Bu ayette "karşılaşmak"tan gaye;
inanmayanlarla savaş ve çarpışmak üzere karşı
karşıya gelmektir. Yoksa hedefsiz olarak sadece
karşılaşmak değildir. Bu sure inene kadar Arap
yarımadasında müşriklerin bir kısmı müslümanlarla
savaş halinde, bir kısmı da adlaşmalı
idiler. Ve henüz Berae (Tevbe suresi) inmemişti. Bu sure, müşriklerle
belirli süre ile sınırlı olarak yapılan
antlaşmaları o sürenin sonuna kadar geçerli sayarken
herhangi bir süre ile sınırlı olmayan
antlaşmalar için dört aylık bir süre tanıyordu.

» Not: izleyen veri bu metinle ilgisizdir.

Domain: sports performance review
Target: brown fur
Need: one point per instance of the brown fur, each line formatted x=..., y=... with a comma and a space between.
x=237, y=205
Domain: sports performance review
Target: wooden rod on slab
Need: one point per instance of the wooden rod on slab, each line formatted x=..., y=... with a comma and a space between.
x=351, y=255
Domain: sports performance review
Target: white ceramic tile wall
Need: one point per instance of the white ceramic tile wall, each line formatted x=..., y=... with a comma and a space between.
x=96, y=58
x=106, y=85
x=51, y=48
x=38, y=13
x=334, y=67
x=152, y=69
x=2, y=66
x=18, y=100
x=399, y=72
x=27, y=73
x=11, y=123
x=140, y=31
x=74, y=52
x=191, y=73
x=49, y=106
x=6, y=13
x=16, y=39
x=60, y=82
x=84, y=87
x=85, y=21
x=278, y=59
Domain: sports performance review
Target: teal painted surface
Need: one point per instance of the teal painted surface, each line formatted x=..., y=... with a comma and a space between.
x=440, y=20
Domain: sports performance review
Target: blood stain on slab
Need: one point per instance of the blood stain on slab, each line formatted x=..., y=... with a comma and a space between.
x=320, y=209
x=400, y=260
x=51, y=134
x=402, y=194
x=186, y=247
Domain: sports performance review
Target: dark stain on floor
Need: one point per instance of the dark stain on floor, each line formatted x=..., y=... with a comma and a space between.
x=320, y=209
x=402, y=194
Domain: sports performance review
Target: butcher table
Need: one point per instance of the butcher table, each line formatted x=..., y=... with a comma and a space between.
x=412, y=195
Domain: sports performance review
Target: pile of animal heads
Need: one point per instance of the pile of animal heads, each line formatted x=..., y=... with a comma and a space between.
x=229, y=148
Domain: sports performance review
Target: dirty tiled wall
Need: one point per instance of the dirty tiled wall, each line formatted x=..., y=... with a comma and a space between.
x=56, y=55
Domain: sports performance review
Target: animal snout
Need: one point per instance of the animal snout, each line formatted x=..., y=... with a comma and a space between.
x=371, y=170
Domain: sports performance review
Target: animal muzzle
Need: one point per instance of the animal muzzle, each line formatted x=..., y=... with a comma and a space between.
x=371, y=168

Bu sürenin sonunda Arap yarımadasındaki müşriklerin
nerede ele geçirilirlerse -islamın kuralı olarak- orada
öldürülmeleri emrediliyordu. Ya da müşriklerin islama
girmeleri gerekiyordu. Bundan hedef ise kuralı artık
islamın belirlemesi gerektiği idi.
İnançsızlarla
karşılaşıldığı zaman emredilen
boyun vurma doğal olarak kendilerine islama girmeleri teklif
edildikten ve onların da girmekten kaçınmalarından
sonra sözkonusudur. Bu ayet surenin savaş atmosferine ve çağrışımlarına
uygun olarak, öldürme işlemini doğrudan doğruya
dışa vuran şekli ile ve bu öldürmeyi simgeleyen
hareketle canlandırmaktadır.
"Nihayet onları iyice vurup sindirince bağı
sıkıca bağlayın (onları esir alın)."
Ayette geçen "ishan" düşmanı öldürmekte
aşırı gitmektir. Bundan hedef ise düşmanın
gücünü kuvvetini kırmak, birbiri ardı sıra
kırılıp ölmesini sağlamaktır. Ki
artık bir daha düşman kendisine gelip de
saldıracak ya da kendini savunacak gücü bulamasın...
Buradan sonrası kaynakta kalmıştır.